Human dignity forms the foundation of all rights afforded to human beings. The freedom to take decisions on choices an individual believes best for his/her life, without State interference, forms the foundation of dignity and privacy is a core component which ensures that each individual can exercise this very basic right (Justice K.S. Puttaswamy and Anr v Union of India and Ors, Writ Petition (Civil) No: 494 of 2012).

The matter of taking decisions with regard to one’s body’s functions, children and reproductive system are matters exclusively within an individual’s private domain and personal space. It is as private a family matter as the decision on whom to marry and if one will marry at all. As such, the State cannot arbitrarily impose itself on a woman’s private life taking decisions on behalf of her reproductive system and life (Siobhan Whelan v Ireland CCPR/C/119/D/ 2425/2014 and KL v Peru CCPR/C/85/D/1153/2003).

In fact, the US Supreme Court in its seminal decision in Roe v. Wadeheld that the right to privacy included a woman’s right to seek an abortion. The truth is that, a woman’s decision on how many children she will have, how she will space the children and whether she wants her reproductive system to bear children at all is her personal matter. Neither law nor religion nor societal perception of morality should interfere with that very private matter. We do not find laws criminalising adultery, even though it attacks the very core of moral values related to family and society, do we? 


Prof. Sujeewa Amarasena, during his recent meeting with religious leaders, stated that on average 600 to 1,000 illegal abortions are performed daily in Sri Lanka (http://www.dailymirror.lk/article/Abortion-Medical-doctors-brief-religious-leaders-136652.html).

On a very basic level, irrespective of women’s rights and irrespective of sanctions imposed by law, clandestine abortions will continue to be performed and the need for women to resort to abortions will not miraculously disappear. Let us not forget that these abortions put the mothers’ lives at risk and at times leave them with permanent physical injuries and/or mental trauma or even lead to death.  However, despite these risks, women still continue to seek illegal abortions because it is a basic health need and a natural desire to take control of their body and lives.
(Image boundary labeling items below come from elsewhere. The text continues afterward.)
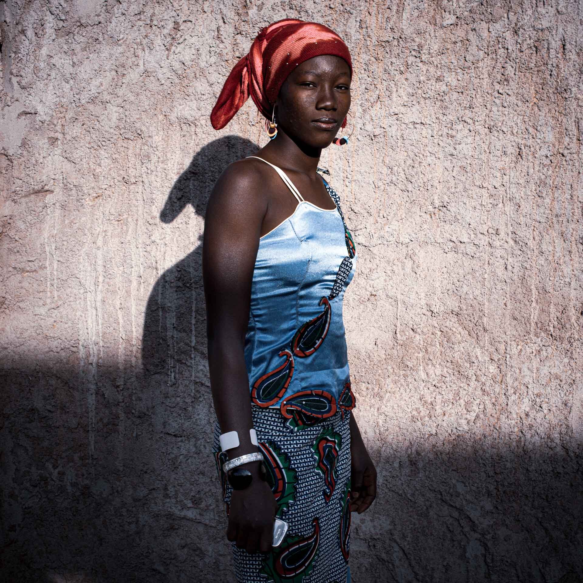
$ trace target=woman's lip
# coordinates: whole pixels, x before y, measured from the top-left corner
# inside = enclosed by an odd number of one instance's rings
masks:
[[[333,129],[338,125],[338,122],[337,121],[329,121],[329,122],[324,122],[324,121],[312,121],[312,123],[316,126],[317,128],[319,128],[321,129]]]

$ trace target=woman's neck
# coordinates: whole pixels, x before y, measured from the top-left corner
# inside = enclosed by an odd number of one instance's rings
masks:
[[[259,153],[277,160],[277,166],[315,176],[322,149],[311,147],[278,129],[277,137],[261,148]]]

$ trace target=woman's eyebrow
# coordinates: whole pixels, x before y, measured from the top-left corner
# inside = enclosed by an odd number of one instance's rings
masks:
[[[322,76],[322,73],[318,73],[317,71],[302,71],[300,73],[300,75],[315,75],[317,77],[321,77]],[[336,76],[340,77],[342,75],[345,75],[347,77],[350,77],[350,73],[346,73],[346,72],[343,72],[342,73],[339,73],[338,74],[338,75],[336,75]]]

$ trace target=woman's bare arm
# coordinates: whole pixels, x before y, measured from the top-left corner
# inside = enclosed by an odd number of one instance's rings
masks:
[[[257,451],[244,359],[251,283],[262,223],[267,210],[261,173],[248,161],[230,164],[210,195],[205,223],[202,273],[206,301],[209,370],[223,433],[236,431],[240,445],[230,459]],[[251,485],[234,490],[227,536],[249,552],[271,549],[275,499],[259,477],[259,462],[244,465]]]

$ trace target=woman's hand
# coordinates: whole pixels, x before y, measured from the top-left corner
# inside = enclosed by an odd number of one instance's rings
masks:
[[[248,553],[269,553],[278,504],[268,483],[259,477],[258,470],[248,469],[253,474],[251,484],[231,494],[227,538]]]
[[[377,469],[353,416],[350,418],[350,511],[361,514],[377,497]]]

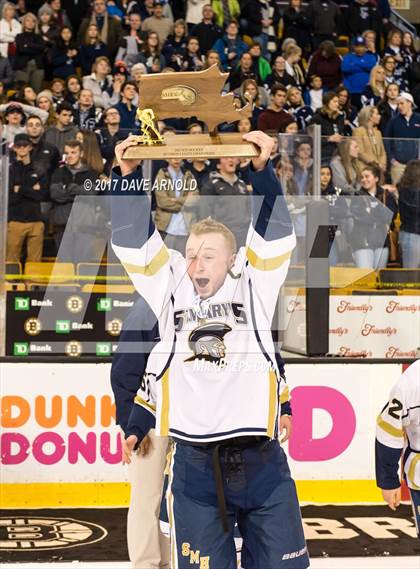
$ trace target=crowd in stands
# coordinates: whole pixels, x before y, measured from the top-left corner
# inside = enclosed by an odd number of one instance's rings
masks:
[[[289,206],[295,262],[303,259],[305,241],[299,199],[314,187],[308,133],[319,125],[320,187],[336,221],[330,262],[420,267],[418,38],[392,27],[388,0],[285,4],[1,1],[0,138],[11,155],[8,260],[39,261],[58,251],[60,260],[99,260],[109,238],[107,200],[98,193],[92,199],[85,182],[106,180],[115,145],[138,133],[141,77],[217,65],[235,104],[252,108],[249,119],[220,130],[260,129],[279,140],[275,170],[296,198]],[[173,118],[159,128],[169,136],[203,132],[205,125]],[[154,197],[157,227],[171,246],[182,249],[198,214],[236,228],[243,243],[248,202],[234,212],[223,200],[249,193],[246,160],[154,163],[152,173],[174,183]],[[197,189],[185,189],[193,179]]]

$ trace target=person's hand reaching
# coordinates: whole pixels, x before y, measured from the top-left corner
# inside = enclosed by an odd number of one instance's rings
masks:
[[[252,158],[252,165],[254,166],[254,170],[263,170],[270,159],[271,152],[274,148],[274,140],[265,132],[261,130],[253,130],[251,132],[247,132],[242,137],[247,142],[252,142],[255,146],[258,146],[260,149],[260,153],[255,158]]]

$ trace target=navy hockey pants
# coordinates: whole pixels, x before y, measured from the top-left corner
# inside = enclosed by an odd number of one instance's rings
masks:
[[[411,495],[411,505],[413,506],[414,522],[416,524],[417,535],[420,538],[420,490],[409,488]]]
[[[234,525],[244,569],[309,567],[295,484],[277,441],[218,450],[227,514],[224,530],[214,449],[175,443],[167,502],[173,569],[236,569]],[[220,498],[220,496],[219,496]]]

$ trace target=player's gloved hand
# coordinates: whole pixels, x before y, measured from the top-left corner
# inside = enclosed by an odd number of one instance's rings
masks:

This is not even a matter that needs to be discussed with religious leaders! Why should a woman’s manner of controlling her reproductive system be of concern to religious leaders, or State or society? It is as real and as necessary as any other medical procedure but the difference is, it is required only by women.

It is in fact the duty of the State to ensure that women have safe access to their specific healthcare needs. By denying a woman access to abortion the State subjects her to cruel inhuman and degrading treatment, discriminates her for being a woman with regard to healthcare services, and denies her of very basic human rights such as autonomy, dignity, and bodily integrity. 

The responsibility of the State is not to be the moral police but, to provide access to healthcare services required by women and to provide them with the opportunity to live their lives as they wish. Neither state nor individual religious beliefs nor perceptions of morality should regulate the woman’s desire to live her life in dignity simply because her physical makeup is different to that of the man.

[The writer, LL.B (Hons) Leeds, LLM (HKU), is an Attorney-at-Law, Barrister (of Lincoln’s Inn).]